Les fruits de Tahiti sont sensiblement les mêmes que les fruits à Bali et au Sri Lanka.
Noix de coco, bananes, ananas, pastèques, mangues, papayes, fruits de la passion…
Après des semaines de pommes et de kiwis, c’est du soleil dans mon corps !

 

De gauche à droite : carambole, fruit de la passion, papaye, mangue, ananas, banane et pamplemousse de Tahiti. Le tout saupoudré de vanille de Tahaa.

 

Deux nouveautés quand même : la carambole, ce fruit qu’on coupe en étoiles que les babi n’ont pas aimé, et le pamplemousse sarawak de Tahiti.
Originaire de l’île de Bornéo en Malaisie, énorme, avec une peau épaisse et verte, le pamplemousse sarawak est bien rafraîchissant. (En même temps, sous 40°, quel fruit même avec un minimum de jus n’est pas rafraîchissant ??)
On en a mangé un à cinq, mais je dirais qu’on s’est partagé les trois quarts juste Lu et moi.

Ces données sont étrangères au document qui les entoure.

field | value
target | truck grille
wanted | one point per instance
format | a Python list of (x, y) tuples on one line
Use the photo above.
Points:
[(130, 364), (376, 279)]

Même si on préfère « les nôtres », les jaunes et les roses qui viennent de Floride et nous aident à affronter l’hiver à la maison quand on n’a plus que des pommes et des poires locales…

 

Sur la photo, ça ne se voit pas tant que ça mais les pamplemousses sarawak sont aussi gros qu’un ballon de volley !

 

Sinon, je ne suis pas une dingue d’ananas MAIS, avec une pensée toute particulière pour Fred-ma-cops qui n’aime pas ça du tout, je ne peux pas ne pas vous dire quelques mots sur l’ananas de Moorea qui est très réputé, même dans les autres îles polynésiennes. Et il le mérite parce qu’il est exquis.
Doux et sucré, il ne pique pas, il ne gratte pas la langue ni le palais, il ne donne pas d’aphtes. On l’achète pour rien et il est toujours mûr à point parce qu’il pousse partout sur l’île et qu’il est cueilli juste quand c’est le moment. Sans intermédiaire.

 

Deux ananas entiers que les babi ont trouvés abandonnés dans la mer à Moorea et des mangues tapées qu’on a ramassées par terre. Deux fruits, un midi. Un délice.

 

Les babi apprennent ici à aimer l’avocat, qu’ils n’aiment pas à la maison.
Il faut dire que l’avocat tropical est très différent de l’avocat Haas qu’on connaît chez nous.
De la taille d’une mangue, parfois encore plus gros, sa chair est vert tendre, beaucoup plus claire que celle du Haas. Au niveau du goût, l’avocat tropical est beaucoup plus léger, plus doux. Je trouve qu’il est aussi plus aqueux et moins gras dans la bouche, parfait pour ceux qui n’aiment pas l’avocat en fait…
Moi j’adore l’avocat donc j’avoue je préfère le Haas. (Surtout avec du radis noir à la mandoline, arrosé de jus de citron et d’huile de sésame toasté, et parsemé de gomasio de la mer : une entrée très très fréquente l’hiver chez nous !)

 

À gauche, ce sont trois avocats tropicaux : les deux au premier plan sont mûrs à point, celui qui est derrière pas encore. Au milieu, les mini bananes d’ici. À droite une mangue. Au fond, les ananas de Moorea. Et complètement à gauche, dans un petit vase, des fleurs de tipanier. Moi je ne suis pas sensible aux fleurs, à vrai dire je ne les avais même pas vues sur la table, mais la Petite Souris adore !
 
La mode du Le brunch

Le petit déjeuner du week-end est très important à Tahiti, où il prend fréquemment la forme d’un brunch. Pas brunch au sens de on se retrouve vers 10h30-11h comme ça se fait chez ceux qui aiment les brunchs. Non parce que le brunch à la tahitienne, c’est plutôt 8h30-9h au retour du marché. Donc brunch au sens de : on mélange sucré salé, et on fait ça copieux.
Moi j’aime pas les brunchs. Mais on s’en fout, je peux manger la même chose à 13h plutôt qu’à 9h ou 11h, et c’est bon.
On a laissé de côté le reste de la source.